Avec Le Mage du Kremlin, Giuliano Da Empoli, politologue et essayiste italien signe un grand roman politique. Inspiré de la figure de Vladislav Sourkov, longtemps conseiller politique de Vladimir Poutine, ce livre est aussi une profonde réflexion sur le pouvoir et l’humanité, sur fond de situation géopolitique explosive.
Par : Janine Vittori
Son histoire, Vadim Baranov, le mage du Kremlin, le Raspoutine de Poutine, la raconte en une nuit au narrateur. Celui-ci a réussi à convaincre une maison d’édition de l’envoyer à Moscou pour travailler sur un auteur des années vingt. Et qui cent ans avant notre époque semble décrire l’inhumanité du monde d’aujourd’hui.
À Moscou, ce narrateur se laisse envoûter par la ville, qui mêle le passé de la Russie et la période stalinienne.
« Dès mon arrivée à Moscou, pourtant, je fus distrait de ma mission par la découverte que cette ville impitoyable était capable de produire des enchantements délicats comme ceux que j’éprouvais chaque jour en m’aventurant dans les ruelles gelées de Petrovka et de l’Arbat. »

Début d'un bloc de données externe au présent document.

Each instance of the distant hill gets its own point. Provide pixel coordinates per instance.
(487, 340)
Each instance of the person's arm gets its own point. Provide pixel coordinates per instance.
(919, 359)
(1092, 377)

Le conseiller de l’ombre de Poutine
Comme tous nos contemporains, le narrateur suit des profils sur des réseaux sociaux. Il est intrigué par celui d’un certain Nicolas Brandeis qui emprunte le nom d’un héros de Joseph Roth. Il reçoit donc une invitation de la part de ce mystérieux personnage. Une Mercedes noire vient le chercher pour le conduire vers une destination inconnue et inquiétante. De fait, il découvre alors que ce Brandeis n’est autre que Vadim Baranov, le conseiller de l’ombre de Poutine maintenant retiré de la politique.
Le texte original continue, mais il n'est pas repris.